DELİLLER VE GEREKÇE;
İhtarname, fotoğraflar, D.İş dosyası, tespit dosyası, İstanbul ...Tüketici Mah.... E. sayılı dosyası, belger ile dayanılan diğer deliller celp edilip incelenmiş, tüm dosya kapsamı ile yaptırılan inceleme sonucu rapor alınmış ve tüm deliller toplanmıştır.
Dava, davalının eyleminin haksız rekabet oluşturduğunun tespiti, haksız rekabetin men’i, maddi durumun ortadan kaldırılması ile davalının eylemi nedeniyle davacıların ticari itibarlarının sarsılması ve müşteri kaybına uğramaları nedeniyle maddi tazminatın ve manevi tazminatın davacıdan tahsiline ilişkindir.

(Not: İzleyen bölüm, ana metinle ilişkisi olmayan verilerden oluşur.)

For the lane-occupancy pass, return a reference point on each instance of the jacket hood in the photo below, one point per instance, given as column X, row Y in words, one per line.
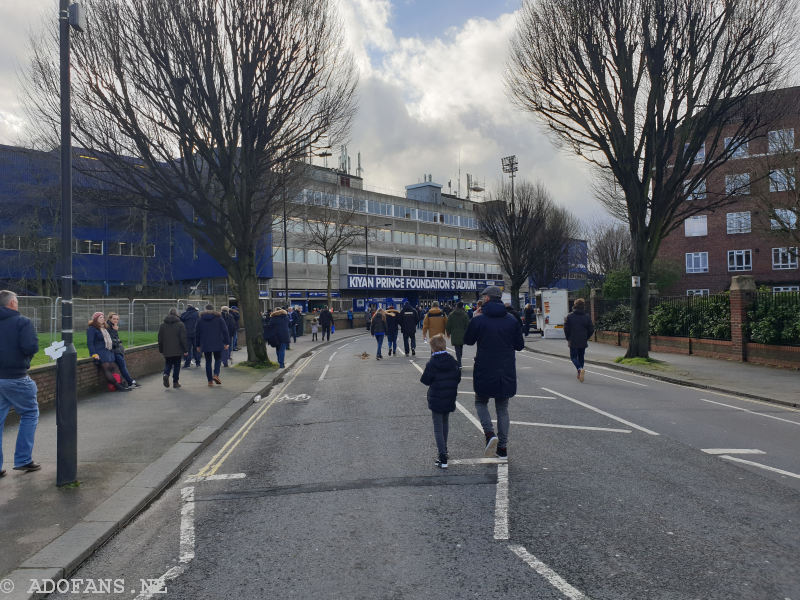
column 7, row 313
column 494, row 309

Tüm deliller toplandıktan sonra, bilirkişiden rapor alınmasına karar verilmiş, bilirkişi Marka-Patent vekili Medeni Hukuk ve Borçlar Hukuku Öğr. Üyesi Medipol Üniversitesi Hukuk Fakültesi Dr. Öğr. Üyesi... tarafından hazırlanan 04/07/2019 tarihli bilirkişi raporunda,"... davalının davaya konu edilen eyleminin “yanlış, yanıltıcı veya gereksiz yere incitici bir beyan" içermediği ve dolayısıyla da TTK m. 55/I/a-l ile TBK m. 57/I uyarınca haksız rekabet oluşturmadığı; haksızlığa karşı duyulan tepkinin kamuoyuna alışılagelmedik ve dikkat çekici bir tarzda ifade edilmesi olarak “ifade özgürlüğünün kullanılması” kapsamında kaldığı, TBK m. 50/I hükmüne göre maddi zararın varlığını ispat külfeti taşıyan davacı tarafın ispatı yerine getiremediği: davacıların müşteri kaybettiği yönündeki soyut beyanların zararın varlığını ispat anlamına gelmediği: dosyada bu iddiayı ispatlayabilecek herhangi bir bulguya rastlanamadığı; TTK m, 56/I/c.2 ve TBK m. 50/II gibi hükümlerin ancak bir zararın "miktarının"’ ispat edilemediği hallerde tatbik alanı bulabileceği: davacı tarafça “varlığı” ispatlanamamış olan müşteri kaybı zararının “miktarının' TBK m. 50/II uyarınca takdir edilebilmesinin olanaklı bulunmadığı, davacı şirketlerin ileride müşteri kaybı yaşabilecekleri yönündeki varsayımsal bir zarar iddiasının ise maddi zararın tazmini talebine zaten esas olamayacağı, zira tazminat ancak "mevcut bir zarar" için hükmedilebileceği, bu nedenle davalının fiilinin haksız rekabet teşkil edip etmediği meselesinden bağımsız olarak, davacı şirketler lehine herhangi bir maddi tazminat tutarı hesaplaması yapılmasının da dosyanın mevcut kapsamı itibariyle olanaklı bulunmadığı..." sonuç ve kanaatine ulaşıldığını mütalaa ettiği anlaşıldı.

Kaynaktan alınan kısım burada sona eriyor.